Ingediend | 17 juni 2011 |
---|---|
Beantwoord | 24 augustus 2011 (na 68 dagen) |
Indiener | Betty de Boer (VVD) |
Beantwoord door | Piet Hein Donner (minister binnenlandse zaken en koninkrijksrelaties) (CDA) |
Onderwerpen | huisvesting huren en verhuren |
Bron vraag | https://zoek.officielebekendmakingen.nl/kv-tk-2011Z13159.html |
Bron antwoord | https://zoek.officielebekendmakingen.nl/ah-tk-20102011-3406.html |
Ja, ik heb hier kennis van genomen.
De suggestie van de huuraftrek wordt mede gepresenteerd in relatie tot de kwetsbare positie van middeninkomens op zowel de huurmarkt als de koopmarkt.
Zoals in de woonvisie wordt aangegeven is het – mede als gevolg van stringentere toewijzingseisen in de sociale huursector – van belang de keuze mogelijkheden voor de middengroepen te vergroten.
Er zijn verschillende partijen die een rol kunnen spelen bij het creëren van een segment voor middeninkomens. Zo kunnen woningcorporaties inzetten op het verhuren van woningen net boven de € 652,– of het gericht te koop aanbieden van woningen. Los van deze maatregelen heeft het Kabinet in de woonvisie nog een aantal aanvullende maatregelen opgenomen om de woningmarkt te verbeteren, zoals de tijdelijke verlaging van de overdrachtsbelasting, het introduceren van kooprecht voor huurders van corporatiewoningen en de extra punten in het woningwaarderingsstelsel in schaarste gebieden.
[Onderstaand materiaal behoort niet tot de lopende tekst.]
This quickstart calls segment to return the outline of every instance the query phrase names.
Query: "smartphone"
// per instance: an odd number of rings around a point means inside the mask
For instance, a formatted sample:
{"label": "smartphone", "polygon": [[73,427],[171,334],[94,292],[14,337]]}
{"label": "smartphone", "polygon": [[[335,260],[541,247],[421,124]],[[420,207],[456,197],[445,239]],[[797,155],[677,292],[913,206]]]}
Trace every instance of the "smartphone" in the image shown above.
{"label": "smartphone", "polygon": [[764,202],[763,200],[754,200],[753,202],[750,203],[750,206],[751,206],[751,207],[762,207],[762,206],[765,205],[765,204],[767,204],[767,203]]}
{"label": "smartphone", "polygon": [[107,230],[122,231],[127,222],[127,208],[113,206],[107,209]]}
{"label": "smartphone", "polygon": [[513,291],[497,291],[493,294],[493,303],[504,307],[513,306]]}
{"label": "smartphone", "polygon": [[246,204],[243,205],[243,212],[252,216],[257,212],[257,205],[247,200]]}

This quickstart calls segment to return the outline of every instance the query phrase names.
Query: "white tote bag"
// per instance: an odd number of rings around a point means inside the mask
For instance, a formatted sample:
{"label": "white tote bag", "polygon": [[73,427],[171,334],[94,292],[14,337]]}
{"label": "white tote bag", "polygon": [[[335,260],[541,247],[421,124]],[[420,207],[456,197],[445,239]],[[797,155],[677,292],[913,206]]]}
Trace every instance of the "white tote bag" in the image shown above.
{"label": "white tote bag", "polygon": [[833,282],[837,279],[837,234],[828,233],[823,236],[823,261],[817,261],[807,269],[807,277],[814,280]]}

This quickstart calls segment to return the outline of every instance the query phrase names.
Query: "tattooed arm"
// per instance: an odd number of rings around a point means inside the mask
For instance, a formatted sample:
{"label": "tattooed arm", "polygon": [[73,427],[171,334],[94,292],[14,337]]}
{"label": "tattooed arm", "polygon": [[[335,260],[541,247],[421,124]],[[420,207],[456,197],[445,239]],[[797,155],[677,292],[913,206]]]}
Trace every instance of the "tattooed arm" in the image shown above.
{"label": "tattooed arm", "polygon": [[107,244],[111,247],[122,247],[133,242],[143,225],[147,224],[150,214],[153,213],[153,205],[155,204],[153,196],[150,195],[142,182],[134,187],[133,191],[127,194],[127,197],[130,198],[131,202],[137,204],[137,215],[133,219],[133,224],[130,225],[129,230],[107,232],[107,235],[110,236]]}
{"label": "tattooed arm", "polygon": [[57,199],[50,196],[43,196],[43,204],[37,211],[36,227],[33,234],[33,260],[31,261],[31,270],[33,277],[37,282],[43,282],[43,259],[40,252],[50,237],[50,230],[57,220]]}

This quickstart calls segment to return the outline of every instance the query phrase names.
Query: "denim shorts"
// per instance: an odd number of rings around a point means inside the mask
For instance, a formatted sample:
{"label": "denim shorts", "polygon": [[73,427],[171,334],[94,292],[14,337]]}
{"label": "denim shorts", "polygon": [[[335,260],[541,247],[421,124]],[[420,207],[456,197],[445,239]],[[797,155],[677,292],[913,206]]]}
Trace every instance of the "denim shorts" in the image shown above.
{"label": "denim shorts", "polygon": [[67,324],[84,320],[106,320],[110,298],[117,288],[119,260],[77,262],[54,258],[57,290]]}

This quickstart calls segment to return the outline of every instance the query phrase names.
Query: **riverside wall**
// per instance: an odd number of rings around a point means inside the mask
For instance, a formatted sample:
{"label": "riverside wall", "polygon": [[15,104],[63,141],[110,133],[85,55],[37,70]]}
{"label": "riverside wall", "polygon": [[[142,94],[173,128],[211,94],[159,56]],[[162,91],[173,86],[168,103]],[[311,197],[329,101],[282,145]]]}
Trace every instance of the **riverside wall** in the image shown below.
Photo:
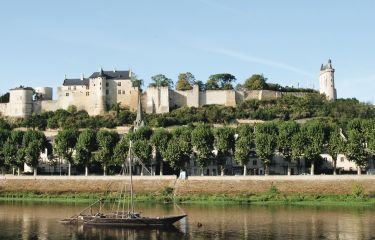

In mijn ogen zal een huuraftrek leiden tot een verstoring in de prijsvorming in de woningmarkt, waarbij niet op voorhand duidelijk is of de voordelen ten goede zullen komen aan de huurder, dan wel door verhuurders zullen worden afgeroomd.
Wat betreft de kosten van de huuraftrek is mijn eerste inschatting dat de kosten substantieel hoger uit zullen komen dan de genoemde € 330 miljoen belastingderving in het rapport van het EIB. Dit komt doordat zowel het aantal vrije sector woningen als de WOZ-waarde van deze woningen volgens de mij ter beschikking staande gegevens hoger liggen dan waar het EIB van uit gaat.
Ook is voor deze kosten van een huuraftrek geen dekking. De voorgestelde dekking betreft een extra verschuiving van lasten naar andere groepen (eigen woningbezitters en verhuurders). Het kabinet acht deze extra lastenverzwaring voor die groepen niet wenselijk.